Scale: over 500 human deaths a year in wildlife encounters; nearly 80% of protected areas bordered by settlements. Key laws: Forest Rights Act, 2006 (Recognition of Forest Rights Act); Wild Life (Protection) Act, 1972; Indian Forest Act, 1927; Van (Sanrakshan Evam Samvardhan) / forest-conservation law. Institutions: Ministry of Tribal Affairs (FRA nodal), Ministry of Environment, Forest and Climate Change, Gram Sabha (recognises claims), National Board for Wildlife. Concept: Community Forest Resource (CFR) rights; fortress vs community-led conservation; wildlife corridors; ecosystem services.

The Debate

Argument that it is a governance crisis: Conflict follows fragmentation and rights denial; genuine FRA implementation and community-led conservation address the root, since exclusion breeds resentment exactly at the edges where conflict occurs.

Argument for strict protection: Exclusionary protection of core habitats is credited with saving tigers and elephants; expanding rights inside forests risks encroachment and diluting conservation gains.

Balanced verdict: Keep core habitats well protected, but the buffer and edge, where most conflict happens, need communities as partners. The choice is not protection versus rights, it is fortress logic versus governance that makes people allies of the forest.

How to Think About This (Transferable Skill)

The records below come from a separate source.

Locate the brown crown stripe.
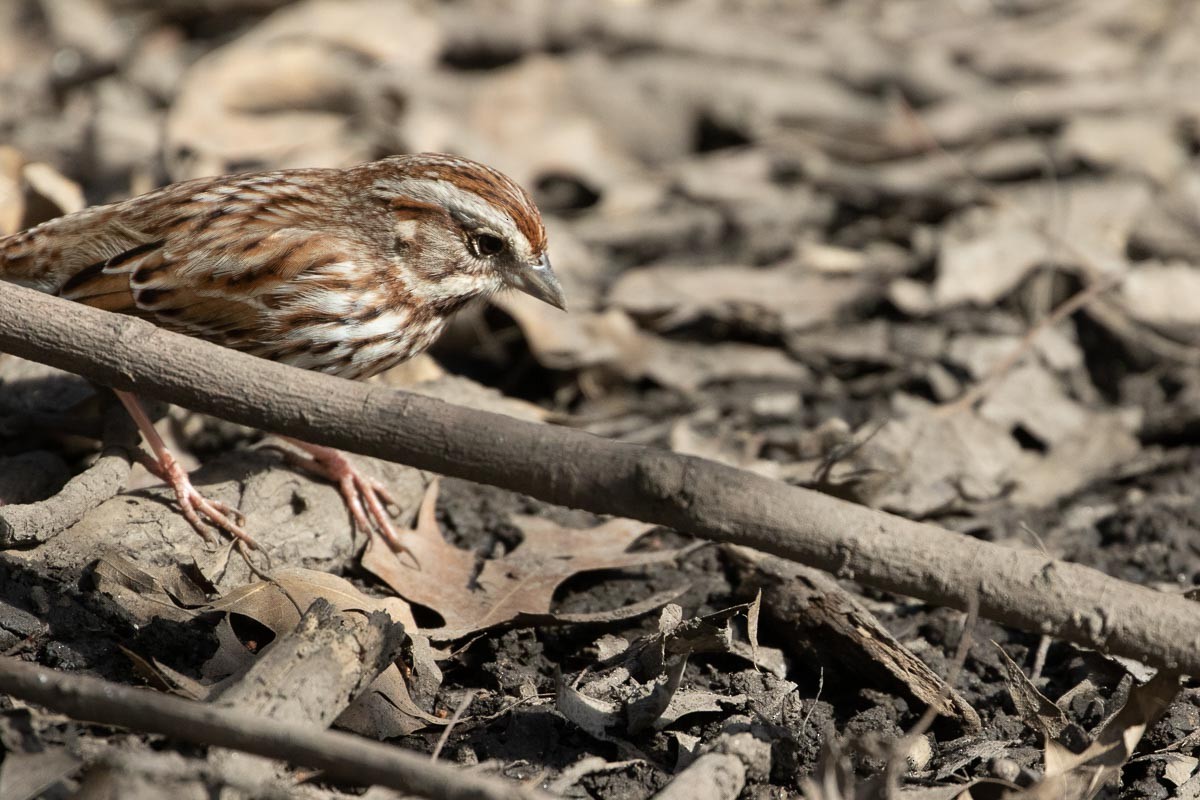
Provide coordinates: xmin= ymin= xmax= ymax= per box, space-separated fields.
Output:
xmin=391 ymin=157 xmax=546 ymax=255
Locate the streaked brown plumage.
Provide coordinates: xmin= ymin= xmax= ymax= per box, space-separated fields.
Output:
xmin=0 ymin=154 xmax=565 ymax=545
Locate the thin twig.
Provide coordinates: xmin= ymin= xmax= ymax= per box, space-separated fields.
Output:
xmin=884 ymin=601 xmax=979 ymax=798
xmin=0 ymin=658 xmax=545 ymax=800
xmin=934 ymin=275 xmax=1123 ymax=416
xmin=430 ymin=690 xmax=475 ymax=762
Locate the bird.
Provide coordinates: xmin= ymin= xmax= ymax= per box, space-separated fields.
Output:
xmin=0 ymin=152 xmax=566 ymax=552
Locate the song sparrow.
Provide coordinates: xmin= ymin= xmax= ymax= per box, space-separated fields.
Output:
xmin=0 ymin=154 xmax=565 ymax=549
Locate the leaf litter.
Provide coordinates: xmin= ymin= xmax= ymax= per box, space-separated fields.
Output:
xmin=362 ymin=479 xmax=689 ymax=642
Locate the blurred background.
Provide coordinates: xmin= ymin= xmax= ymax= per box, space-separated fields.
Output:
xmin=0 ymin=0 xmax=1200 ymax=537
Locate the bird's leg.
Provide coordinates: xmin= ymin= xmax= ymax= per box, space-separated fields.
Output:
xmin=113 ymin=390 xmax=258 ymax=549
xmin=274 ymin=437 xmax=408 ymax=553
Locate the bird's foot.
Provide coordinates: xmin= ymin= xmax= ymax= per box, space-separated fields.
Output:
xmin=280 ymin=438 xmax=408 ymax=553
xmin=139 ymin=450 xmax=258 ymax=549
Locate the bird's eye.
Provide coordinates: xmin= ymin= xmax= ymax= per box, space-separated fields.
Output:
xmin=472 ymin=234 xmax=504 ymax=255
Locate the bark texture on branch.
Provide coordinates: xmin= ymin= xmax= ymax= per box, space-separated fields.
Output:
xmin=0 ymin=283 xmax=1200 ymax=674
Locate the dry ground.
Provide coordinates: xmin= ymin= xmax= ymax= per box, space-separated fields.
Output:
xmin=0 ymin=0 xmax=1200 ymax=800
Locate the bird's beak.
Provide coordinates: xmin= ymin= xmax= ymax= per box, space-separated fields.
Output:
xmin=510 ymin=255 xmax=566 ymax=311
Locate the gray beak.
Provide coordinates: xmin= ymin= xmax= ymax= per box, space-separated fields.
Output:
xmin=510 ymin=255 xmax=566 ymax=311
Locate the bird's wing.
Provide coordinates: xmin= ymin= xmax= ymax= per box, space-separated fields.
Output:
xmin=0 ymin=173 xmax=364 ymax=349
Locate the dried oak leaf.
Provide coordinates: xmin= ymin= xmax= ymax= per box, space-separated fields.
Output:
xmin=362 ymin=481 xmax=685 ymax=642
xmin=202 ymin=567 xmax=445 ymax=739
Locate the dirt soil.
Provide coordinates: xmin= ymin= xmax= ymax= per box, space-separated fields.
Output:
xmin=0 ymin=0 xmax=1200 ymax=800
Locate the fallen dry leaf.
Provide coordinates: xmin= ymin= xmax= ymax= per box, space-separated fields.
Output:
xmin=203 ymin=567 xmax=445 ymax=739
xmin=362 ymin=480 xmax=684 ymax=642
xmin=1009 ymin=669 xmax=1180 ymax=800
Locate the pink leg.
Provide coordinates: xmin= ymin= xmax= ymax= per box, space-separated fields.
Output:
xmin=282 ymin=437 xmax=407 ymax=553
xmin=114 ymin=390 xmax=258 ymax=549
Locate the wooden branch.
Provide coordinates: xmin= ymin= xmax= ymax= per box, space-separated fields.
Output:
xmin=0 ymin=657 xmax=546 ymax=800
xmin=0 ymin=284 xmax=1200 ymax=674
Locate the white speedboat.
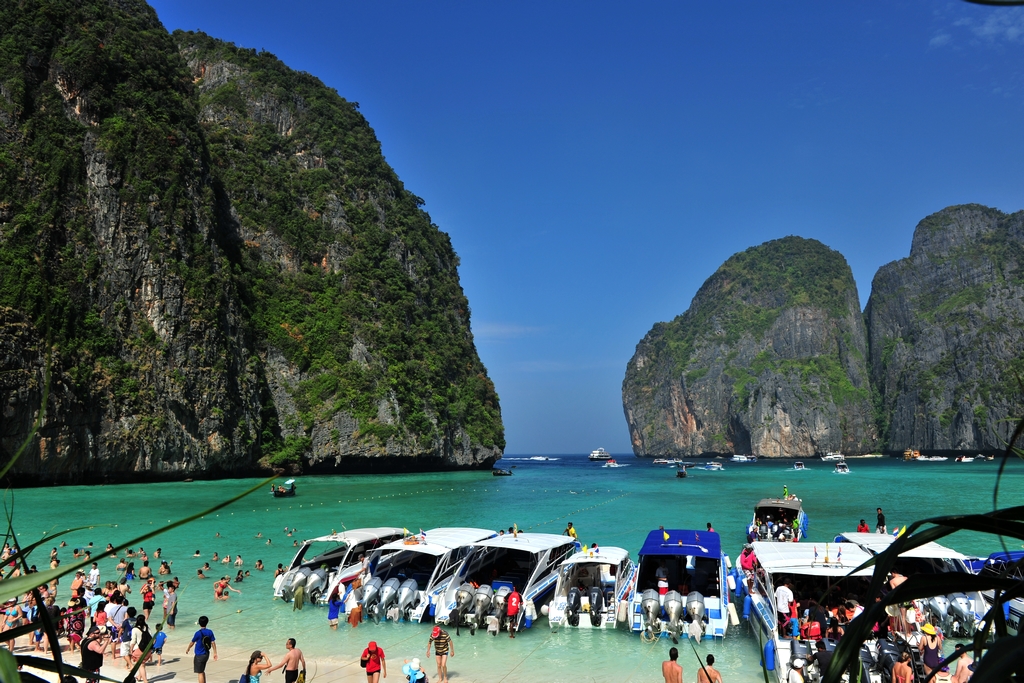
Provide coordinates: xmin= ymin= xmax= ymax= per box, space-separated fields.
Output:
xmin=541 ymin=547 xmax=637 ymax=630
xmin=435 ymin=532 xmax=579 ymax=633
xmin=629 ymin=528 xmax=735 ymax=642
xmin=273 ymin=526 xmax=402 ymax=602
xmin=746 ymin=496 xmax=810 ymax=541
xmin=743 ymin=542 xmax=881 ymax=683
xmin=836 ymin=531 xmax=991 ymax=638
xmin=350 ymin=527 xmax=498 ymax=622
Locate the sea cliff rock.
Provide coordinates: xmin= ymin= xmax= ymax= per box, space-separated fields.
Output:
xmin=865 ymin=205 xmax=1024 ymax=453
xmin=623 ymin=237 xmax=877 ymax=457
xmin=0 ymin=0 xmax=504 ymax=484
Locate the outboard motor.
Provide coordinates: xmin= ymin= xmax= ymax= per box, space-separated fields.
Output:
xmin=665 ymin=591 xmax=685 ymax=643
xmin=398 ymin=579 xmax=420 ymax=618
xmin=565 ymin=586 xmax=583 ymax=626
xmin=946 ymin=593 xmax=975 ymax=636
xmin=640 ymin=588 xmax=662 ymax=637
xmin=587 ymin=586 xmax=604 ymax=629
xmin=469 ymin=584 xmax=495 ymax=635
xmin=362 ymin=577 xmax=383 ymax=624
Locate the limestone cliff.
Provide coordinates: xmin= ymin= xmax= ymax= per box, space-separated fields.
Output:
xmin=0 ymin=0 xmax=504 ymax=483
xmin=866 ymin=205 xmax=1024 ymax=453
xmin=623 ymin=237 xmax=877 ymax=457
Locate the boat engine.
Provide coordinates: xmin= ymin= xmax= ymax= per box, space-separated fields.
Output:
xmin=469 ymin=584 xmax=495 ymax=635
xmin=640 ymin=588 xmax=662 ymax=638
xmin=665 ymin=591 xmax=685 ymax=643
xmin=946 ymin=593 xmax=977 ymax=636
xmin=362 ymin=577 xmax=383 ymax=624
xmin=587 ymin=586 xmax=604 ymax=629
xmin=398 ymin=579 xmax=420 ymax=618
xmin=565 ymin=586 xmax=583 ymax=626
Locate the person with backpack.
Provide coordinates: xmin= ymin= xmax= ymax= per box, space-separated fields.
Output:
xmin=129 ymin=614 xmax=153 ymax=683
xmin=185 ymin=614 xmax=217 ymax=683
xmin=82 ymin=626 xmax=111 ymax=683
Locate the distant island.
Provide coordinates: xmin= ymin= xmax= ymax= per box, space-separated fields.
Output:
xmin=623 ymin=205 xmax=1024 ymax=457
xmin=0 ymin=0 xmax=505 ymax=484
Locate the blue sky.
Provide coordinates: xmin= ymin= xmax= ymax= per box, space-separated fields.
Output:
xmin=153 ymin=0 xmax=1024 ymax=454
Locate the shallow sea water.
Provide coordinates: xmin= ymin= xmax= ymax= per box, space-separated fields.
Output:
xmin=7 ymin=456 xmax=1024 ymax=683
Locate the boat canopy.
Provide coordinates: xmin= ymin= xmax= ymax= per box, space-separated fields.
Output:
xmin=303 ymin=526 xmax=402 ymax=546
xmin=562 ymin=546 xmax=630 ymax=566
xmin=754 ymin=541 xmax=874 ymax=577
xmin=475 ymin=531 xmax=572 ymax=553
xmin=640 ymin=528 xmax=722 ymax=560
xmin=381 ymin=527 xmax=498 ymax=556
xmin=755 ymin=498 xmax=803 ymax=510
xmin=840 ymin=531 xmax=967 ymax=560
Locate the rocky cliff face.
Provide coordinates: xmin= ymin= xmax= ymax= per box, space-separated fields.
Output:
xmin=866 ymin=205 xmax=1024 ymax=453
xmin=0 ymin=0 xmax=504 ymax=483
xmin=623 ymin=238 xmax=877 ymax=457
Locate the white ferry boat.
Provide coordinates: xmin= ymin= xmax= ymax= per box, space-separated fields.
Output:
xmin=273 ymin=526 xmax=403 ymax=602
xmin=541 ymin=547 xmax=637 ymax=631
xmin=629 ymin=528 xmax=737 ymax=642
xmin=352 ymin=527 xmax=498 ymax=622
xmin=434 ymin=532 xmax=580 ymax=633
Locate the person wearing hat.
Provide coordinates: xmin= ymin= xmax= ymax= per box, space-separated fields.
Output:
xmin=359 ymin=640 xmax=387 ymax=683
xmin=401 ymin=657 xmax=427 ymax=683
xmin=427 ymin=626 xmax=455 ymax=683
xmin=918 ymin=624 xmax=942 ymax=676
xmin=788 ymin=657 xmax=805 ymax=683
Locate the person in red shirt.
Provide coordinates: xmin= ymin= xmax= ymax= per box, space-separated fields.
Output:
xmin=507 ymin=586 xmax=522 ymax=638
xmin=359 ymin=640 xmax=387 ymax=683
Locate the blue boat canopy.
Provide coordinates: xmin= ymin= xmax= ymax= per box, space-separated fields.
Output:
xmin=640 ymin=528 xmax=722 ymax=560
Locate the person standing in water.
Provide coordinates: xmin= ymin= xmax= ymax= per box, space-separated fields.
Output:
xmin=662 ymin=647 xmax=683 ymax=683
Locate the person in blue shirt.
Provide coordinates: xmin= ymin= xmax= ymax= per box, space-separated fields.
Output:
xmin=327 ymin=588 xmax=342 ymax=631
xmin=151 ymin=624 xmax=167 ymax=667
xmin=185 ymin=614 xmax=217 ymax=683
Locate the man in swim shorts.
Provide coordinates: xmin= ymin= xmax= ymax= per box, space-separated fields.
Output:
xmin=427 ymin=626 xmax=455 ymax=683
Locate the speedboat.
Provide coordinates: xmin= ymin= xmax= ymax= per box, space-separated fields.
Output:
xmin=743 ymin=542 xmax=876 ymax=683
xmin=273 ymin=526 xmax=402 ymax=602
xmin=541 ymin=547 xmax=637 ymax=631
xmin=746 ymin=496 xmax=809 ymax=541
xmin=629 ymin=528 xmax=736 ymax=642
xmin=836 ymin=531 xmax=991 ymax=638
xmin=434 ymin=532 xmax=580 ymax=633
xmin=270 ymin=479 xmax=295 ymax=498
xmin=348 ymin=527 xmax=498 ymax=622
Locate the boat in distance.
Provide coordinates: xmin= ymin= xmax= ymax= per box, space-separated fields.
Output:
xmin=541 ymin=546 xmax=637 ymax=631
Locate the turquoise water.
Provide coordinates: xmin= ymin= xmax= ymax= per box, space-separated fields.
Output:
xmin=7 ymin=456 xmax=1024 ymax=683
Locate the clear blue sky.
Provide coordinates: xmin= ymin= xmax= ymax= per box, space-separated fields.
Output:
xmin=153 ymin=0 xmax=1024 ymax=454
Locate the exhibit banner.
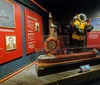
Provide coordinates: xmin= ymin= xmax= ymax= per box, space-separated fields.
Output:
xmin=25 ymin=8 xmax=42 ymax=54
xmin=0 ymin=0 xmax=22 ymax=64
xmin=87 ymin=32 xmax=100 ymax=48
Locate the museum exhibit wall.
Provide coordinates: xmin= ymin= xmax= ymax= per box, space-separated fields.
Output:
xmin=0 ymin=0 xmax=48 ymax=79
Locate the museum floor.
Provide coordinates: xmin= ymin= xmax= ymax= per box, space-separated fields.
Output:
xmin=0 ymin=62 xmax=100 ymax=85
xmin=0 ymin=61 xmax=100 ymax=85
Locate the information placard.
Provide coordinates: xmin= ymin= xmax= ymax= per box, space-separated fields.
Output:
xmin=25 ymin=8 xmax=42 ymax=54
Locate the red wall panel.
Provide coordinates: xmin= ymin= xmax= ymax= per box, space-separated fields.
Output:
xmin=25 ymin=8 xmax=43 ymax=54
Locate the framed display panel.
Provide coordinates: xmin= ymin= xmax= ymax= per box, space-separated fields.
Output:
xmin=87 ymin=32 xmax=100 ymax=48
xmin=0 ymin=0 xmax=22 ymax=64
xmin=25 ymin=8 xmax=43 ymax=54
xmin=5 ymin=36 xmax=17 ymax=51
xmin=0 ymin=0 xmax=15 ymax=29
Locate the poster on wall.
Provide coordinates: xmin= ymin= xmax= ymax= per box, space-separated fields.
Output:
xmin=6 ymin=36 xmax=17 ymax=51
xmin=0 ymin=0 xmax=15 ymax=28
xmin=87 ymin=32 xmax=100 ymax=48
xmin=0 ymin=0 xmax=22 ymax=64
xmin=25 ymin=8 xmax=42 ymax=54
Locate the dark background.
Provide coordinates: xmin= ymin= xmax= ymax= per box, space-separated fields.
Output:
xmin=35 ymin=0 xmax=100 ymax=26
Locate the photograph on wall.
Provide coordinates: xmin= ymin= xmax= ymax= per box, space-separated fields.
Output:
xmin=35 ymin=22 xmax=40 ymax=32
xmin=6 ymin=36 xmax=16 ymax=51
xmin=0 ymin=0 xmax=15 ymax=28
xmin=91 ymin=18 xmax=100 ymax=31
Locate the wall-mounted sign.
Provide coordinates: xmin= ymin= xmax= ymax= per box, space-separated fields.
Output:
xmin=0 ymin=0 xmax=15 ymax=28
xmin=25 ymin=8 xmax=42 ymax=54
xmin=87 ymin=32 xmax=100 ymax=48
xmin=0 ymin=0 xmax=22 ymax=64
xmin=5 ymin=36 xmax=17 ymax=51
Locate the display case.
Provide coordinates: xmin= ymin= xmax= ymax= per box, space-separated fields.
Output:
xmin=37 ymin=35 xmax=100 ymax=75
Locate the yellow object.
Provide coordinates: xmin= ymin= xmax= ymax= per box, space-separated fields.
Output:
xmin=72 ymin=20 xmax=87 ymax=41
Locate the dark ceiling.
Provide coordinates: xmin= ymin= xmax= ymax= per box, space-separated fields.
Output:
xmin=35 ymin=0 xmax=100 ymax=24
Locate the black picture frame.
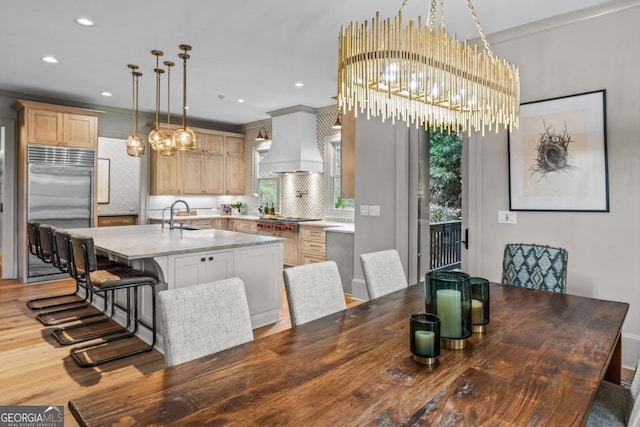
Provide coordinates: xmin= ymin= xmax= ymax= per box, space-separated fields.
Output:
xmin=508 ymin=89 xmax=609 ymax=212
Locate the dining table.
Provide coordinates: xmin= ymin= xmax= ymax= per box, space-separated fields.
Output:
xmin=69 ymin=283 xmax=629 ymax=426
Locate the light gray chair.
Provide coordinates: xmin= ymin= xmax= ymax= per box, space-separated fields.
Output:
xmin=586 ymin=359 xmax=640 ymax=427
xmin=283 ymin=261 xmax=347 ymax=326
xmin=360 ymin=249 xmax=407 ymax=299
xmin=158 ymin=277 xmax=253 ymax=367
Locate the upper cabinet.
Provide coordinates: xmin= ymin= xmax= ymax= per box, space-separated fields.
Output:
xmin=14 ymin=100 xmax=102 ymax=150
xmin=150 ymin=128 xmax=244 ymax=195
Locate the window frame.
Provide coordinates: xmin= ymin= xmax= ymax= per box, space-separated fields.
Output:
xmin=324 ymin=134 xmax=355 ymax=220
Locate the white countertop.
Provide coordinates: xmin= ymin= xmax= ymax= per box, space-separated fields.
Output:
xmin=324 ymin=224 xmax=355 ymax=234
xmin=68 ymin=224 xmax=284 ymax=260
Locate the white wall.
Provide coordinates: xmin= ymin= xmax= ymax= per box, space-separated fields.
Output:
xmin=469 ymin=1 xmax=640 ymax=366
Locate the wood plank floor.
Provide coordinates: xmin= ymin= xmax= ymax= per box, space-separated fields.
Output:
xmin=0 ymin=270 xmax=359 ymax=426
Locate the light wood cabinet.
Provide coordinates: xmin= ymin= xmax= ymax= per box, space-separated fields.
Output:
xmin=150 ymin=124 xmax=244 ymax=195
xmin=300 ymin=225 xmax=326 ymax=264
xmin=16 ymin=100 xmax=101 ymax=149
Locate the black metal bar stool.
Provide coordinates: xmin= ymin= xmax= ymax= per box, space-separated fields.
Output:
xmin=65 ymin=236 xmax=158 ymax=368
xmin=27 ymin=224 xmax=84 ymax=312
xmin=31 ymin=229 xmax=109 ymax=328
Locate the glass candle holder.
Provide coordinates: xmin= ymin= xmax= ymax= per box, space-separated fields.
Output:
xmin=469 ymin=277 xmax=490 ymax=333
xmin=425 ymin=271 xmax=472 ymax=350
xmin=409 ymin=313 xmax=440 ymax=365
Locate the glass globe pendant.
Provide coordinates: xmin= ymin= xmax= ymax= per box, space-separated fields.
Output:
xmin=173 ymin=44 xmax=196 ymax=151
xmin=158 ymin=61 xmax=178 ymax=156
xmin=125 ymin=64 xmax=145 ymax=157
xmin=148 ymin=50 xmax=164 ymax=150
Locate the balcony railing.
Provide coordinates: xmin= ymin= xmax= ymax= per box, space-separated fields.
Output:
xmin=429 ymin=221 xmax=462 ymax=270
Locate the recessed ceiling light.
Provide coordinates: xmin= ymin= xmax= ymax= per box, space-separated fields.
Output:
xmin=75 ymin=18 xmax=93 ymax=27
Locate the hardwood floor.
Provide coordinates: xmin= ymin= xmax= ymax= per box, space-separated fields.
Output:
xmin=0 ymin=270 xmax=359 ymax=426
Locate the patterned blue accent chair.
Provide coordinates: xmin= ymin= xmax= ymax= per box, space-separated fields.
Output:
xmin=502 ymin=243 xmax=568 ymax=293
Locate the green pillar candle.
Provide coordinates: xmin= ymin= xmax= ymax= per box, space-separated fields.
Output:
xmin=436 ymin=289 xmax=462 ymax=339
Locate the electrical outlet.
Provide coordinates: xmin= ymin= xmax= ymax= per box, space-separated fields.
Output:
xmin=498 ymin=211 xmax=518 ymax=224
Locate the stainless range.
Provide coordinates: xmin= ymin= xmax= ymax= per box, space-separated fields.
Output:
xmin=257 ymin=217 xmax=320 ymax=233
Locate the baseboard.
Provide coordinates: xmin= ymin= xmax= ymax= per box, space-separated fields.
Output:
xmin=351 ymin=279 xmax=369 ymax=301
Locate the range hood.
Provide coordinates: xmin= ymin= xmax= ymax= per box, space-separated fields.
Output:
xmin=260 ymin=105 xmax=323 ymax=173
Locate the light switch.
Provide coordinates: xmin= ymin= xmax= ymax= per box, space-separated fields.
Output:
xmin=498 ymin=211 xmax=518 ymax=224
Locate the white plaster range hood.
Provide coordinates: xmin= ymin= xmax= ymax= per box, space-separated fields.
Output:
xmin=260 ymin=105 xmax=323 ymax=173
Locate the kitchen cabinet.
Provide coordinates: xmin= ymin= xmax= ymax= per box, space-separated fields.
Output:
xmin=300 ymin=225 xmax=326 ymax=264
xmin=98 ymin=215 xmax=138 ymax=227
xmin=14 ymin=100 xmax=102 ymax=150
xmin=258 ymin=229 xmax=298 ymax=266
xmin=173 ymin=251 xmax=234 ymax=288
xmin=150 ymin=124 xmax=244 ymax=195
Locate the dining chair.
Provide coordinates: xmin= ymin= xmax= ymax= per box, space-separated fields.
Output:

Ask what the “problem” is really a symptom of. When a visible problem (an animal in a village) keeps recurring, resist treating the symptom (relocate or cull) and trace the system that produces it (corridors, land use, rights, institutions). Reframing a symptom as a governance failure changes the whole solution set, from managing animals to fixing institutions.

Diagram-in-Words

Development + land-use change -> habitat fragmentation + corridor loss -> animals pushed into human spaces -> conflict + deaths -> reflex: blame/relocate the animal -> but FRA under-implemented + laws unaligned + rights denied -> communities alienated -> conservation loses its partners -> fix: real FRA + CFR rights + corridors + community-led conservation -> people as forest allies

The Way Forward

  1. Implement the FRA where it matters. Recognise individual and Community Forest Resource rights in and around protected areas; reopen and staff FRA cells.
  2. Realign the laws. Harmonise the Indian Forest Act, 1927 and Wildlife (Protection) Act, 1972 with the FRA so the bureaucracy follows one logic.
  3. Protect corridors and compensate fast. Secure wildlife corridors and deliver quick, fair compensation for crop and life loss to keep communities on side.
  4. Make communities partners. Fund community-led conservation, early-warning systems and shared benefits so residents are stewards, not adversaries.

The Takeaway Box

Mains angle: Argue that human-wildlife conflict is a symptom of forest-governance and rights failure, and that FRA implementation plus community-led conservation, not fortress exclusion, is the durable answer.

Lift line: “India cannot fence its way out of human-wildlife conflict.”

Prelims hooks: Forest Rights Act, 2006; Community Forest Resource rights; Gram Sabha’s role; Wild Life (Protection) Act, 1972; Indian Forest Act, 1927; Ministry of Tribal Affairs as FRA nodal; wildlife corridors.

Ethics / Interview angle: How should the state balance the rights of forest-dwelling communities against wildlife protection? Is exclusion ever justified, and at what cost to trust?

PYQ linkage: UPSC has asked on the FRA, tribal rights and conservation models. This editorial ties them into a single governance argument.

Connects to: Forest Rights Act, tribal welfare, protected areas, wildlife corridors, community conservation, land-use policy.